Vice Union has secured a new contract with the Writers Guild of America, East; Sarah Resnick on Alexandra Kleeman’s new novel


Alexandra Kleeman. Photo: Fred Tangerman

The Vice Media Union and the Writers Guild of America, East have agreed on a new contract, consilidating four previous contacts with the guild under one deal. The new agreement guarantees a minimum salary of $63,000 by 2024 and minimum annual raises of 3 percent. As the Hollywood Reporter writes, the contract also “offers a ‘retention bonus’ of $1,000 . . . eradicates NDAs regarding sexual harassment complaints; institutes anti-harassment and cybersecurity measures for employees . . . and offers certain employees flagged by the company’s security team safe housing or other security protections.”

For the New York Times, Michael Patrick Hearn writes about his former professor Alex Haley, author of The Autobiography of Malcolm X and Roots, on the centenary of his birth. Before writing these books, Haley conducted interviews for Playboy, conducting the inaugural interview with Miles Davis, whose representative initially turned down Haley’s request for access. Haley joined the boxing gym Davis went to, where “one day Davis challenged him to spar and he accepted. From then on Davis was willing to discuss anything except his drug use.”

In 4Columns, Harmony Holiday remembers the influential writer and musician Greg Tate, who died last week. Holiday writes, “Tate had an anti-entitlement, anti-elitist spirit and leaned into the real world . . . attending the clubs and parties where the music was played rather than engaging as a remote voyeur.”

In the new episode of Jewish CurrentsOn the Nose podcast, staff discuss the Democratic Socialists of America’s decision not to expel Congressman Jamal Bowman following his “yes” vote to fund Israel’s Iron Dome program. “Beyond the specific issue of how DSA should respond to Bowman’s divergence from the group’s line on Israel/Palestine, the controversy highlighted broader ideological and strategic questions: What’s the relationship between electoralism and the struggle for Palestinian rights?”
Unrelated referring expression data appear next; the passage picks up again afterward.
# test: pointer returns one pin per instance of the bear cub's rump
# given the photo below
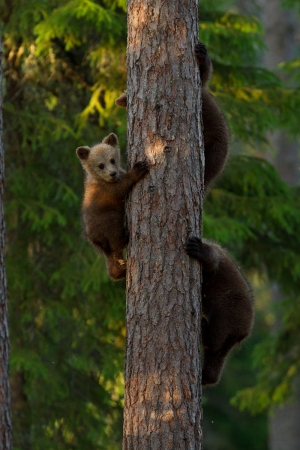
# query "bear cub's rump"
(103, 207)
(227, 306)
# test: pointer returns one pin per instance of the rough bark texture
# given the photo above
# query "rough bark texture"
(5, 415)
(163, 369)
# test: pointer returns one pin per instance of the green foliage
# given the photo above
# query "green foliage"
(65, 66)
At the London Review of Books, Sarah Resnick reviews Alexandra Kleeman’s Something New Under the Sun. Kleeman’s narrator, Patrick, finds himself believing a conspiracy is underfoot in drought-addled Hollywood. “The novel makes it easy for the reader to become like Patrick,” Resnick writes, “a little paranoid, chasing the narrative like a detective, pinning clues to a Crazy Wall and mapping out connections with pieces of string.”